Ennesimo, questa volta pericoloso, incidente del tram a Padova. Mezzo ultramoderno con pericolose tare premoderne visto che, più volte, lo abbiamo visto trainato dal trattore.
I deragliamenti si susseguono e, ogni volta, per cause diverse e banali a dimostrazione che il sistema non è sicuro. La sicurezza è il problema più grande in questo momento, lasciando stare la convinzione in molti che il prototipo della Lohr non sia il più congeniale e funzionale per la città.
L'ultimo deragliamento dimostra come sicurezza e affidabilità del tram siano ancora irrisolte, presentando, invece, falle evidenti e di difficile risoluzione. Il famoso sistema di sicurezza installato dalla Lohr, che dovrebbe segnalare le anomalie sul percorso, determinando ogni volta il fermo immediato del mezzo, è da un lato talmente sofisticato da segnalare qualsiasi impurità presente sulla rotaia da determinare una media di 13-14 fermate di sicurezza al giorno ma, dall'altro, non in grado di segnalare e "valutare" il rischio determinato dall'intoppo di un sampietrino nelle rotaie così come è avvenuto sabato 5/5. Lo stesso sistema di segnalazione interno, con le luci relative al diverso grado di intoppo determinato ogni volta che si verifica un blocco del mezzo, non ha garantito una valutazione esatta della situazione. Scaricare la responsabilità sugli autisti è del tutto fuori luogo così come anche solo alimentare il sospetto di una qualche forma di "sabotaggio" o "vandalismo". Bisogna invece guardare in faccia la realtà: il sistema non è attualmente sicuro e affidabile.
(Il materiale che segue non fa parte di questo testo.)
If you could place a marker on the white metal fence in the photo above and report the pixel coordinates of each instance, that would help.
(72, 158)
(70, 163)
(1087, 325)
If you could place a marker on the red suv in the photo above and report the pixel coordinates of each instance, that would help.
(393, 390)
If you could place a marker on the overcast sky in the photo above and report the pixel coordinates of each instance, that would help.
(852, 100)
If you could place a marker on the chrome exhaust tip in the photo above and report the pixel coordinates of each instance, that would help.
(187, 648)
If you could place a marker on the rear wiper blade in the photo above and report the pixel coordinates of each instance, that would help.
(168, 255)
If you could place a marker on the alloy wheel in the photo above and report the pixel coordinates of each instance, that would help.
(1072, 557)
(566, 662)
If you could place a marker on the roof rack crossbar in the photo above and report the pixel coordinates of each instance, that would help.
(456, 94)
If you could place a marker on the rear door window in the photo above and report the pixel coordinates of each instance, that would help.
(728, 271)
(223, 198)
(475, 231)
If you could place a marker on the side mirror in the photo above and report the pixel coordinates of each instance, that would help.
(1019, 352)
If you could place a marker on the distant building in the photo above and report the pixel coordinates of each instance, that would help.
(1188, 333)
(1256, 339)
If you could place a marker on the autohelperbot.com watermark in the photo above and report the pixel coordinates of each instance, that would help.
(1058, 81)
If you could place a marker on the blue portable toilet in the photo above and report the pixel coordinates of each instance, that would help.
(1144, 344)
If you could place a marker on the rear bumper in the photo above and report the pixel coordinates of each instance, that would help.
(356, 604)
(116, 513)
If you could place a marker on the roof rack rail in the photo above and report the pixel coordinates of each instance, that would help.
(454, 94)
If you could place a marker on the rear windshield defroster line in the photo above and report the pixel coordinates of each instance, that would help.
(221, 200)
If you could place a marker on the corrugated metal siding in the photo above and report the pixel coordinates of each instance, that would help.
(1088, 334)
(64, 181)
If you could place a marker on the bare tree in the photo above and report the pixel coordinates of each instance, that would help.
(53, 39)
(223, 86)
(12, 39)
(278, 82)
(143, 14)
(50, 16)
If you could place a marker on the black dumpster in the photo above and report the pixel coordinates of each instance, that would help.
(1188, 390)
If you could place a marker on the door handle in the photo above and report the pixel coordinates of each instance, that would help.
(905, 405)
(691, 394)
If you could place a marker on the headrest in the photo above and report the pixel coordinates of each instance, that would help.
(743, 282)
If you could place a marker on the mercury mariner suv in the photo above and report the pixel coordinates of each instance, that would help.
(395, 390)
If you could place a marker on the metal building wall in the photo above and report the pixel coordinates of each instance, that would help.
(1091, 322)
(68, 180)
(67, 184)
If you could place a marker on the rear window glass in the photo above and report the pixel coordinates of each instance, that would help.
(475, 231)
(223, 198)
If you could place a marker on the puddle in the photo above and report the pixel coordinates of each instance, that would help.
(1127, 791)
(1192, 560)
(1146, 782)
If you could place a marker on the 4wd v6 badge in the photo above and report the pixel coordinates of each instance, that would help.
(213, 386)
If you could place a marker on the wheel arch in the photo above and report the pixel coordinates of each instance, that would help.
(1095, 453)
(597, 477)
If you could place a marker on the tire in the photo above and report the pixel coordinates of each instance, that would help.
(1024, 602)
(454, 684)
Il senso della richiesta di chiarimenti al Ministero, subito formulata dai Verdi tramite la senatrice Donati e la deputata Zanella, per conoscere i termini della sperimentazione in atto rimanda alla richiesta di fermare il collaudo del tram con i passeggeri a bordo per ritornare ad una sperimentazione senza rischi per le persone. Richiesta questa espressa dalla consigliera comunale Verde D'Agostino, respinta dalla giunta preoccupata dalla situazione ma protesa a minimizzare e a tranquillizzare il grave impasse determinatosi.
In questo momento questa è la priorità assoluta. Rimangono aperte anche altre questioni: la mancanza di una rappresentanza dei lavoratori nella commissione di controllo; la necessità che il controllore sia esente da rapporti con il controllato e, tanto meno, non sia parte dello stesso come è, invece, adesso; la necessità di mettere in sicurezza pedoni e ciclisti nei punti a rischio della linea con adeguate opere protettive prima di mettere in funzione un mezzo non sicuro. Rimane, infine, non risolta la questione di fondo: questo sistema non era e non è funzionale all'assetto urbanistico della città. Bisogna prendere atto di questo per ridurre i danni per la città, già alti ora con una sola linea sperimentale in funzione e ci sono responsabilità che dovranno, prima o dopo, pagare, se non in solido, almeno politicamente la scelleratezza di questa scelta.
Intanto la Lohr sta sperimentando il proprio prototipo sulla pelle dei cittadini e della città per poi, una volta apportate le opportune modifiche, venderlo già sperimentato a nuovi acquirenti. Mentre aumenta il rischio concreto di una disaffezione dai mezzi pubblici e della loro utilità da parte dei cittadini e la certezza, per ora, che i soli ad essere spariti dalla circolazione con l'arrivo del prototipo della Lohr sono i pedoni e i ciclisti mentre le auto viaggiano in eguale numero in una città ai vertici regionali per inquinamento da PM10.